One problem though. After signing up, the page navigated to lessons on Sant Kabeer -- which is good. But not lesson number 1. I can't find it.

Also, where are the assignments? You have to promise to complete assignments by deadline -- however without lesson 1 and a schedule -- well what do you do?


----------



## Sherab (Jan 20, 2008)

aad0002 said:


> They have an entire course on Sukhmani Sahib.
> 
> One problem though. After signing up, the page navigated to lessons on Sant Kabeer -- which is good. But not lesson number 1. I can't find it.
> 
> Also, where are the assignments? You have to promise to complete assignments by deadline -- however without lesson 1 and a schedule -- well what do you do?
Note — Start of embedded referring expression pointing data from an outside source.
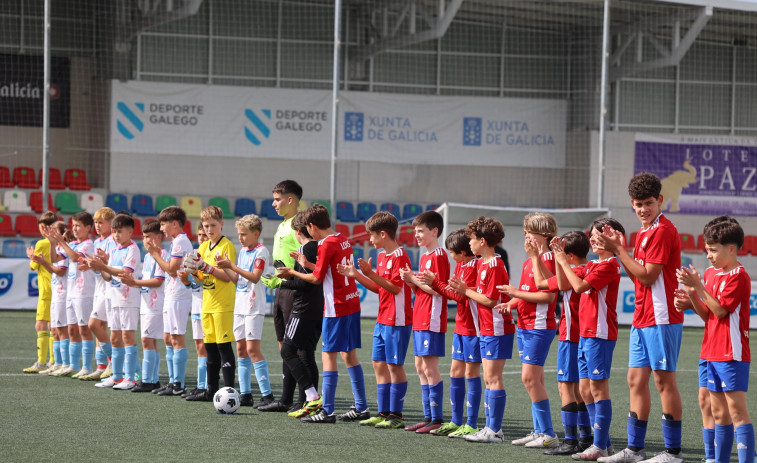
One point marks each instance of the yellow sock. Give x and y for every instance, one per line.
x=43, y=345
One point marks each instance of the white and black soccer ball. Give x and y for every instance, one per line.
x=226, y=400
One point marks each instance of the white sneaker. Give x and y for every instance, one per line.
x=624, y=456
x=525, y=440
x=544, y=441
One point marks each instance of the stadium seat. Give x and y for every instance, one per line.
x=54, y=181
x=410, y=210
x=6, y=226
x=24, y=177
x=224, y=205
x=365, y=211
x=91, y=202
x=5, y=178
x=142, y=205
x=67, y=203
x=345, y=211
x=192, y=205
x=244, y=206
x=162, y=202
x=26, y=225
x=14, y=249
x=117, y=202
x=35, y=201
x=76, y=179
x=392, y=208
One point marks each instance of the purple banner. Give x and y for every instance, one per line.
x=703, y=178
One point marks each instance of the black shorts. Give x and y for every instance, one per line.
x=303, y=333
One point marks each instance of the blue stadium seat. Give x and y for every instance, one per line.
x=345, y=211
x=244, y=206
x=365, y=211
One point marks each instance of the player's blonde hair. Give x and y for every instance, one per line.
x=250, y=222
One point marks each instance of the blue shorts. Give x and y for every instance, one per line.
x=533, y=345
x=465, y=348
x=655, y=346
x=595, y=358
x=702, y=373
x=390, y=343
x=341, y=334
x=496, y=347
x=567, y=361
x=427, y=343
x=727, y=376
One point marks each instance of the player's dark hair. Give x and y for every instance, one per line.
x=644, y=185
x=724, y=230
x=431, y=219
x=487, y=228
x=172, y=213
x=577, y=243
x=317, y=215
x=288, y=187
x=458, y=242
x=383, y=221
x=84, y=218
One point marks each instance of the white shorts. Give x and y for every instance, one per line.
x=58, y=318
x=82, y=309
x=125, y=319
x=151, y=325
x=175, y=316
x=248, y=327
x=100, y=308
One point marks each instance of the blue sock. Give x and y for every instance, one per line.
x=202, y=372
x=497, y=400
x=64, y=356
x=330, y=381
x=602, y=420
x=436, y=400
x=358, y=387
x=637, y=432
x=87, y=353
x=457, y=398
x=723, y=442
x=74, y=351
x=745, y=442
x=424, y=398
x=397, y=397
x=474, y=401
x=262, y=375
x=118, y=362
x=245, y=375
x=383, y=396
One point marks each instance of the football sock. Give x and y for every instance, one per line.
x=397, y=397
x=383, y=393
x=723, y=442
x=74, y=351
x=358, y=387
x=457, y=398
x=262, y=375
x=745, y=442
x=330, y=381
x=474, y=401
x=180, y=365
x=497, y=401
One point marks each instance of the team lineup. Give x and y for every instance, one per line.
x=88, y=288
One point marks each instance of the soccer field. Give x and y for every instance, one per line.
x=70, y=420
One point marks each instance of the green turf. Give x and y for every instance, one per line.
x=70, y=420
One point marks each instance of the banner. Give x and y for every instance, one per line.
x=708, y=175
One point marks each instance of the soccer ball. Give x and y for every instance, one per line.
x=226, y=400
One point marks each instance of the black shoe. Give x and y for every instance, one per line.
x=567, y=447
x=320, y=417
x=275, y=406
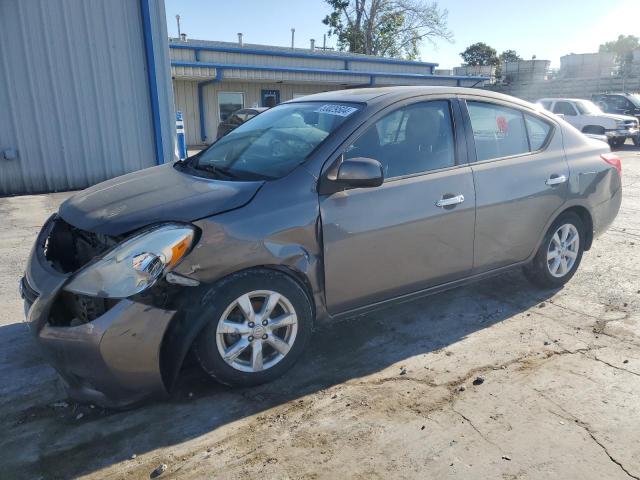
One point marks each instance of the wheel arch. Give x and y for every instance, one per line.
x=186, y=324
x=587, y=221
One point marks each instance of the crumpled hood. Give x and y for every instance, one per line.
x=156, y=194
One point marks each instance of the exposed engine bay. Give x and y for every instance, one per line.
x=68, y=249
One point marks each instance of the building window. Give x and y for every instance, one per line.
x=229, y=102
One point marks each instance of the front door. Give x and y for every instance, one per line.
x=521, y=178
x=416, y=229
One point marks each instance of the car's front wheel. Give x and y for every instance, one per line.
x=260, y=322
x=560, y=254
x=617, y=142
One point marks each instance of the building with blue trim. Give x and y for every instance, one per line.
x=89, y=94
x=212, y=79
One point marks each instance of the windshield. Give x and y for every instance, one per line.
x=635, y=99
x=585, y=107
x=273, y=143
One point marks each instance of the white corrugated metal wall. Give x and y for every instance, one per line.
x=75, y=94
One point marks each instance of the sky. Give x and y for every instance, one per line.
x=545, y=28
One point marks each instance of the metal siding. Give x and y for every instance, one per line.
x=72, y=73
x=163, y=79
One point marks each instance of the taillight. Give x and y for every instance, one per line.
x=613, y=160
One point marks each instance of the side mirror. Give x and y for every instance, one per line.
x=360, y=172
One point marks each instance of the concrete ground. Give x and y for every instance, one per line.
x=495, y=380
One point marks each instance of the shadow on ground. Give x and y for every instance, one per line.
x=40, y=440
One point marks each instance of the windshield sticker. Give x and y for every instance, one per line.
x=340, y=110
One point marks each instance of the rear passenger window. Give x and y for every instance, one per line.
x=538, y=131
x=408, y=141
x=498, y=131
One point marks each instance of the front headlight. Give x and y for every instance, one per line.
x=135, y=264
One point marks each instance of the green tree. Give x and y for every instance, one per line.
x=623, y=47
x=480, y=54
x=509, y=56
x=504, y=57
x=388, y=28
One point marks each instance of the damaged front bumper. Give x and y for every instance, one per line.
x=113, y=360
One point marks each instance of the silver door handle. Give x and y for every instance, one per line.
x=556, y=180
x=445, y=202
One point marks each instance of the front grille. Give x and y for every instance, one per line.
x=70, y=309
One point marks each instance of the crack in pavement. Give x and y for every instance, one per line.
x=584, y=426
x=595, y=358
x=482, y=435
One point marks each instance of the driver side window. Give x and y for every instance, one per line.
x=409, y=141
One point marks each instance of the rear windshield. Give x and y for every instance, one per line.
x=272, y=144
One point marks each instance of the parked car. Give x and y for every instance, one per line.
x=620, y=103
x=319, y=208
x=237, y=118
x=588, y=118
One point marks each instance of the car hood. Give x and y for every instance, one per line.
x=156, y=194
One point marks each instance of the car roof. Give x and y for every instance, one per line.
x=556, y=99
x=391, y=94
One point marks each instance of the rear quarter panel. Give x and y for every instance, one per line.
x=593, y=183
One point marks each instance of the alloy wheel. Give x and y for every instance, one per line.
x=256, y=331
x=563, y=249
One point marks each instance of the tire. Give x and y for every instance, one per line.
x=618, y=142
x=541, y=270
x=263, y=352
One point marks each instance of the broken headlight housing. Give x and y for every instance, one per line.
x=136, y=264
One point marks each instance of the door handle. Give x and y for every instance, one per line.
x=557, y=180
x=445, y=202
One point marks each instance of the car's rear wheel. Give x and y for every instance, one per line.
x=560, y=254
x=260, y=323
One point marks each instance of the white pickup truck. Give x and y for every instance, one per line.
x=587, y=117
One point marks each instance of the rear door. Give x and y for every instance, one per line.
x=521, y=178
x=401, y=237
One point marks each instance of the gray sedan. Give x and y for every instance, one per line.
x=320, y=208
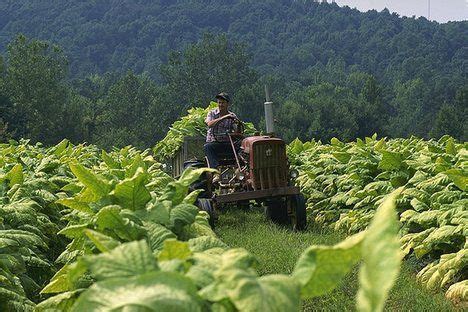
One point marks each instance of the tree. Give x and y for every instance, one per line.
x=35, y=84
x=204, y=69
x=451, y=118
x=131, y=113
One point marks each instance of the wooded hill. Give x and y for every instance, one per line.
x=335, y=71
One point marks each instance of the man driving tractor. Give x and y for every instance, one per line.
x=217, y=142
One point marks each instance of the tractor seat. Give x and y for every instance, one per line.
x=226, y=158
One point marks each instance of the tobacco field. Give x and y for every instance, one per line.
x=83, y=229
x=345, y=183
x=86, y=230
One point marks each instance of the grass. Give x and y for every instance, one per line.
x=278, y=248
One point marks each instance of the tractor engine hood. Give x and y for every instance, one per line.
x=247, y=143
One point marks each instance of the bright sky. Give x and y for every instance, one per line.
x=441, y=10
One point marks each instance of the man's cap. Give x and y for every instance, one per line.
x=224, y=96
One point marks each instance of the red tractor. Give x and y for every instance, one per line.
x=253, y=168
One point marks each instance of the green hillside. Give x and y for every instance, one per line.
x=334, y=72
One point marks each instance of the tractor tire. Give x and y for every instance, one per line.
x=202, y=183
x=276, y=211
x=299, y=218
x=206, y=204
x=244, y=205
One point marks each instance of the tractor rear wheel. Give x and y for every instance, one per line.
x=276, y=210
x=206, y=204
x=298, y=209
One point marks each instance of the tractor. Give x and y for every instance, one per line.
x=254, y=168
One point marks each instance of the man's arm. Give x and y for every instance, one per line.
x=211, y=122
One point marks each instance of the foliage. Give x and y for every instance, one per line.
x=134, y=237
x=193, y=124
x=405, y=77
x=344, y=184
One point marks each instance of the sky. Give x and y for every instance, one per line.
x=441, y=10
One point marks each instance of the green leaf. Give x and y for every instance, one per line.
x=132, y=193
x=126, y=260
x=182, y=215
x=459, y=178
x=390, y=161
x=15, y=175
x=336, y=142
x=75, y=204
x=58, y=303
x=96, y=184
x=110, y=218
x=65, y=278
x=450, y=147
x=204, y=243
x=103, y=242
x=191, y=175
x=321, y=268
x=174, y=249
x=73, y=231
x=381, y=257
x=157, y=234
x=109, y=161
x=192, y=197
x=250, y=293
x=61, y=147
x=157, y=291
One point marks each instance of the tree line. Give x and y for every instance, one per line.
x=40, y=101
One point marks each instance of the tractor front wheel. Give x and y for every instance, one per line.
x=206, y=204
x=298, y=214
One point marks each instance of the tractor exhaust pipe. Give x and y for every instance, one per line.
x=268, y=112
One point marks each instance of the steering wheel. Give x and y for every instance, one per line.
x=236, y=129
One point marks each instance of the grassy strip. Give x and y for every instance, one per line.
x=277, y=250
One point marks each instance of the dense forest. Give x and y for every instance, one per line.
x=118, y=72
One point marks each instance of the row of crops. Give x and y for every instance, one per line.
x=345, y=183
x=86, y=230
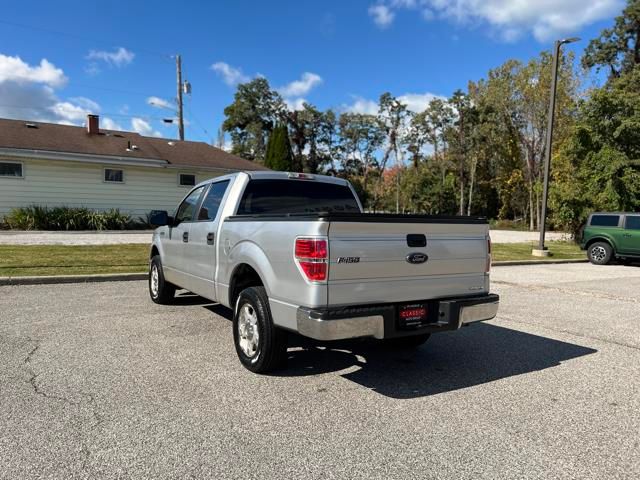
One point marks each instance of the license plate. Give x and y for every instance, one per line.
x=412, y=316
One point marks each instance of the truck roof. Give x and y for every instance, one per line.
x=273, y=175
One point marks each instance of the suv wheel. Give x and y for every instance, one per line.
x=260, y=345
x=160, y=290
x=600, y=253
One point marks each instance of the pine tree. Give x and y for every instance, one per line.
x=279, y=155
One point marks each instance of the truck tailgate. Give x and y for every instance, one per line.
x=370, y=261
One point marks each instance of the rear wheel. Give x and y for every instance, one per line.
x=414, y=341
x=160, y=290
x=260, y=345
x=600, y=253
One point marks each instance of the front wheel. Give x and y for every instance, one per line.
x=160, y=290
x=600, y=253
x=260, y=345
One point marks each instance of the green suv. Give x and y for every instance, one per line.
x=611, y=235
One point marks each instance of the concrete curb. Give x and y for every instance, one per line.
x=46, y=280
x=123, y=277
x=514, y=263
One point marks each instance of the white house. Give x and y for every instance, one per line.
x=54, y=165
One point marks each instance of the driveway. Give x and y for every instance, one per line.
x=98, y=382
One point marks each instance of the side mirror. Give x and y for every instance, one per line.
x=160, y=218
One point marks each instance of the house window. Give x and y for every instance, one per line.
x=10, y=169
x=113, y=175
x=187, y=180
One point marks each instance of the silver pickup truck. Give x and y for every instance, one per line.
x=293, y=252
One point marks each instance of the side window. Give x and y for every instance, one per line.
x=605, y=220
x=211, y=203
x=187, y=208
x=632, y=222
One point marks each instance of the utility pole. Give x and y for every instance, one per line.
x=542, y=251
x=179, y=99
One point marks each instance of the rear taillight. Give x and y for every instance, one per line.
x=312, y=254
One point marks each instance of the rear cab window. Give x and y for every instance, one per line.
x=632, y=222
x=279, y=197
x=604, y=220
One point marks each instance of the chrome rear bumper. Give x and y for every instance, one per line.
x=379, y=321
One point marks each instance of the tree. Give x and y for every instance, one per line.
x=392, y=114
x=617, y=48
x=251, y=117
x=598, y=167
x=279, y=155
x=361, y=136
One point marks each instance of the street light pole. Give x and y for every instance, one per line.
x=542, y=251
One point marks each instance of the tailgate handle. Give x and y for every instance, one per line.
x=416, y=240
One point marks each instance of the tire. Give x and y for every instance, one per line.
x=260, y=345
x=600, y=253
x=160, y=291
x=413, y=341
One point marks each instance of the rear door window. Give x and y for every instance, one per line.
x=187, y=208
x=605, y=220
x=296, y=196
x=632, y=222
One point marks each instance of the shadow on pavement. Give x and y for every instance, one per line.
x=450, y=361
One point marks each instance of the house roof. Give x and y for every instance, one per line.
x=27, y=135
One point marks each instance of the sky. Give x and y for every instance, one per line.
x=61, y=60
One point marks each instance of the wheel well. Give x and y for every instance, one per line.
x=244, y=276
x=596, y=240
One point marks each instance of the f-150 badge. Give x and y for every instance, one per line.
x=348, y=259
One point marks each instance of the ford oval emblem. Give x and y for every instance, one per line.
x=417, y=257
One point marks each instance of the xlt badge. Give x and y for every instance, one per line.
x=348, y=259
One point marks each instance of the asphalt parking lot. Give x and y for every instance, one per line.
x=98, y=382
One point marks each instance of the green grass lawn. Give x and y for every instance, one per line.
x=26, y=260
x=522, y=251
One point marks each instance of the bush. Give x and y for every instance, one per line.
x=36, y=217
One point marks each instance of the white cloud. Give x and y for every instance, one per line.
x=415, y=102
x=231, y=75
x=109, y=124
x=544, y=19
x=118, y=58
x=362, y=105
x=382, y=15
x=418, y=102
x=301, y=87
x=160, y=103
x=295, y=104
x=86, y=103
x=29, y=92
x=16, y=70
x=143, y=127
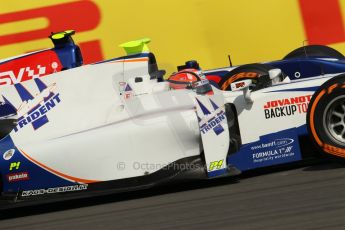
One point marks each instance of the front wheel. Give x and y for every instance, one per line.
x=326, y=117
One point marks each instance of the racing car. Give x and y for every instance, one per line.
x=115, y=126
x=64, y=55
x=304, y=62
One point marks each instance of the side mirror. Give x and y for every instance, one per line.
x=244, y=86
x=274, y=74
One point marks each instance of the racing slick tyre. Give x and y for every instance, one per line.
x=326, y=117
x=314, y=51
x=257, y=72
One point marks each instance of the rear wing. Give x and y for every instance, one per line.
x=65, y=55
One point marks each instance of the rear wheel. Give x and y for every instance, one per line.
x=314, y=51
x=258, y=73
x=326, y=117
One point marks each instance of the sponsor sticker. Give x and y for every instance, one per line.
x=8, y=154
x=15, y=177
x=286, y=107
x=14, y=166
x=72, y=188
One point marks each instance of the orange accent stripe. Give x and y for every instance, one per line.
x=132, y=60
x=75, y=179
x=312, y=111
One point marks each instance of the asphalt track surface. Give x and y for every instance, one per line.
x=299, y=197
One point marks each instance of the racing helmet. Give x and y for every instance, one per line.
x=192, y=79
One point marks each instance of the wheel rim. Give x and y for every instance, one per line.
x=334, y=120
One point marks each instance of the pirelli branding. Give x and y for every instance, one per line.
x=286, y=107
x=72, y=188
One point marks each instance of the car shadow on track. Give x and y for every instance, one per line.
x=310, y=165
x=56, y=206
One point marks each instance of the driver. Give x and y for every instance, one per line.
x=190, y=78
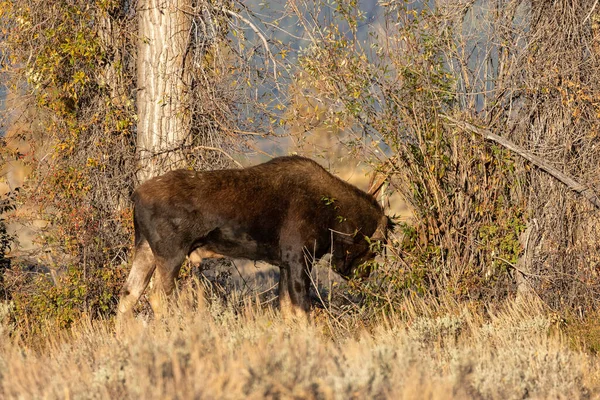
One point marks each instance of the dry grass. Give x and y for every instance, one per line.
x=209, y=350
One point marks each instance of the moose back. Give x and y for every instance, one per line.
x=272, y=212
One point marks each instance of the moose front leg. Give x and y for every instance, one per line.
x=294, y=286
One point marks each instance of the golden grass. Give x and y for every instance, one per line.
x=208, y=350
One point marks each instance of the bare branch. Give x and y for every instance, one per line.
x=571, y=183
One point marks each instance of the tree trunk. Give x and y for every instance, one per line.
x=163, y=85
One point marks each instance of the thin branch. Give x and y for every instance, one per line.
x=591, y=11
x=217, y=150
x=571, y=183
x=260, y=35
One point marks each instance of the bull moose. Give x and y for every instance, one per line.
x=273, y=212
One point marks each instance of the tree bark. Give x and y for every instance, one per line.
x=163, y=85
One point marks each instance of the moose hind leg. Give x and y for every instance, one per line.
x=139, y=276
x=298, y=285
x=167, y=270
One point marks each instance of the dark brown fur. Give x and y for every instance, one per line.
x=272, y=212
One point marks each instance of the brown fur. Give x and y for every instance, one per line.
x=272, y=212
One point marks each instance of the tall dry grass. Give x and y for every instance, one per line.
x=206, y=349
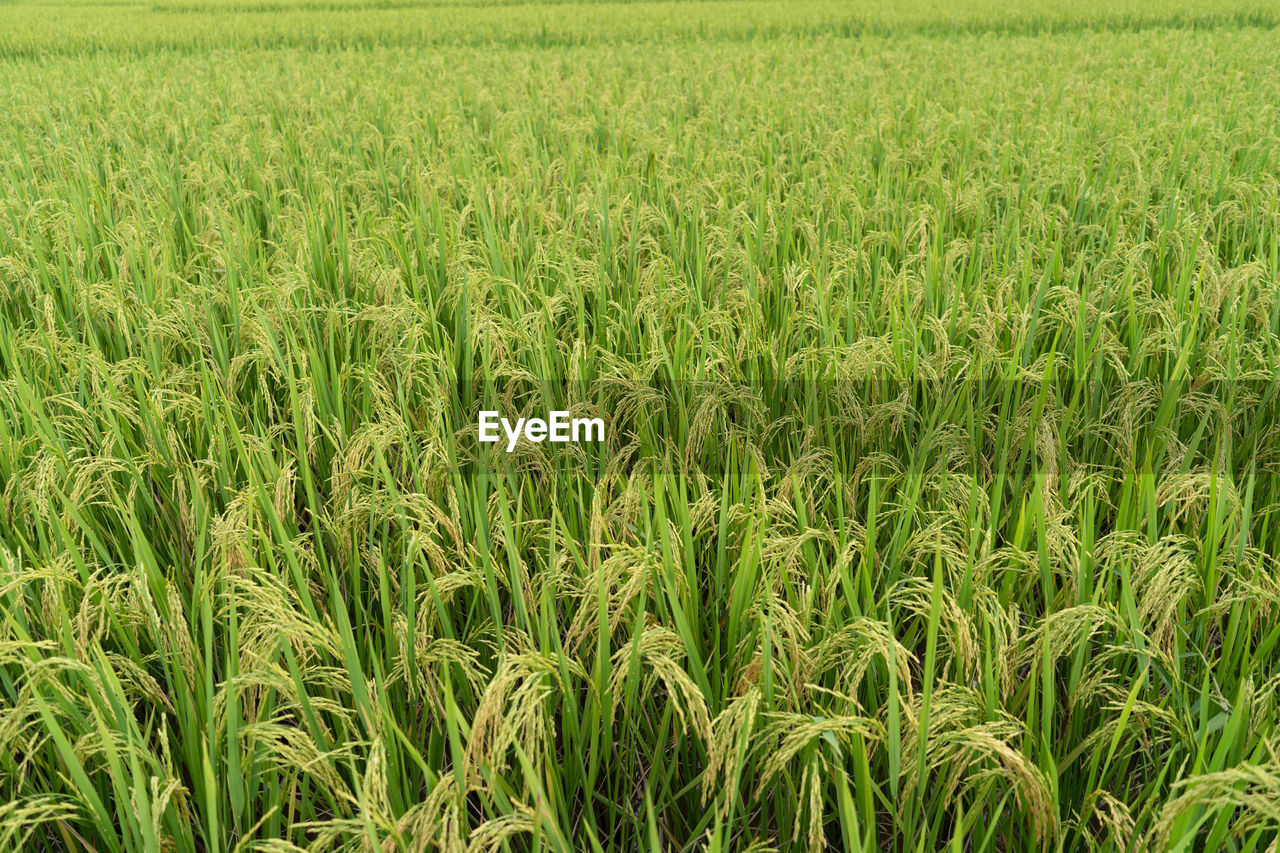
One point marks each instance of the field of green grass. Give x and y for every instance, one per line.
x=938, y=349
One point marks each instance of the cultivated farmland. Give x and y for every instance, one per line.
x=937, y=349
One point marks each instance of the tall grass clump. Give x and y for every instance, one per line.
x=940, y=361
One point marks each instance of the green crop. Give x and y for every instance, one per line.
x=938, y=350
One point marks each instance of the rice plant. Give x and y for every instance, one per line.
x=938, y=359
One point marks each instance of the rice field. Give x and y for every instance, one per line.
x=937, y=349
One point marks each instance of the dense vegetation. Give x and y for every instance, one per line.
x=940, y=355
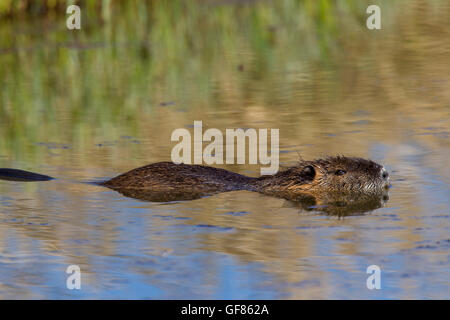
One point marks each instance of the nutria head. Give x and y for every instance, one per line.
x=343, y=175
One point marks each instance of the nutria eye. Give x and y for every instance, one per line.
x=308, y=172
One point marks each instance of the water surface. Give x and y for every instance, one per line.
x=84, y=107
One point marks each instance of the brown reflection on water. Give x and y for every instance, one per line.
x=384, y=97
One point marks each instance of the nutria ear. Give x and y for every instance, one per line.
x=308, y=173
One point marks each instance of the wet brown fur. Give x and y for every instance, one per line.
x=343, y=175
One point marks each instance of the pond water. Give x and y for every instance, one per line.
x=88, y=106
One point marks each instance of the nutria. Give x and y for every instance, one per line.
x=326, y=180
x=343, y=175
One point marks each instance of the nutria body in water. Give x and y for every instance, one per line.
x=332, y=175
x=332, y=182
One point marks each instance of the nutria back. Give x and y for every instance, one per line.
x=326, y=176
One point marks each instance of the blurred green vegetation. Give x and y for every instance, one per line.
x=129, y=56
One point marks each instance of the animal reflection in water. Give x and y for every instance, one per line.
x=333, y=185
Start off from the last lesson, I guess and take notes. once you have that work done, then go backwards. However, you can always take the course again to brush up what you missed, since it's free... i don't see why not too.


----------



## Astroboy (Jan 20, 2008)

Sherab ji,

Your comment reminds me of a wisdom quote,

"
You may wonder, 'How can I leave it all behind if I am just coming back to it? How can I make a new beginning if I simply return to the old?' The answer lies in the return. You will not come back to the 'same old thing.' What you return to has changed because you have changed. Your perceptions will be altered. You will not incorporate into the same body, status, or world you left behind. The river has been flowing while you were gone. Now it does not look like the same river."
* [The Book of the Vision Quest]*


----------



## spnadmin (Jan 20, 2008)

Another wisdom quote?

"How can I complete my assignments by deadline if I can't find the schedule on the website."

When you register you Agree to complete your assignments on time in return for the free course.


----------



## Archived_Member1 (Jan 20, 2008)

excellent find, thanks!  

(i'll see if i can navigate it!)


EDIT:

i'm a bit concerned that the site does not seem to have been updated since late 2006...  i wonder if it ever really got off the ground?  will there be future lessons?

regardless, i'll do the sukhmani sahib lesson, it can't hurt.


----------



## kds1980 (Jan 21, 2008)

Jasleen ji

The lesson in  gurmat has been started

Here is the link where the person who originally posted this link on sikhsangat

Free Online Gurbani Course! - The Voice of Sikh Youth


----------



## Archived_Member1 (Jan 21, 2008)

kds1980 said:


> Jasleen ji
> 
> The lesson in  gurmat has been started
> 
> ...




thanks for the post, but that was also from 2006.    i'm also unable to register, i keep getting "mysql" errors.   

i'll keep trying...


----------



## inder preet (Jun 18, 2013)

pls do give me the details of these courses n the entire detail how to get register n how to proceed abt sukhmani sahib n sant kabir ji


----------



## inder preet (Jun 18, 2013)

can u tl me the details of the history of dason gurus.if yes then do tel me.


----------



## findingmyway (Jun 18, 2013)

Inder preet ji,
Try this link http://www.ggsacademy.com/splash/index.html All the instructions are on the website.

Please also bear in mind that not all people on this website have English as their first language. Please avoid text speak and type in full with proper spelling so all can understand. Thanks.


----------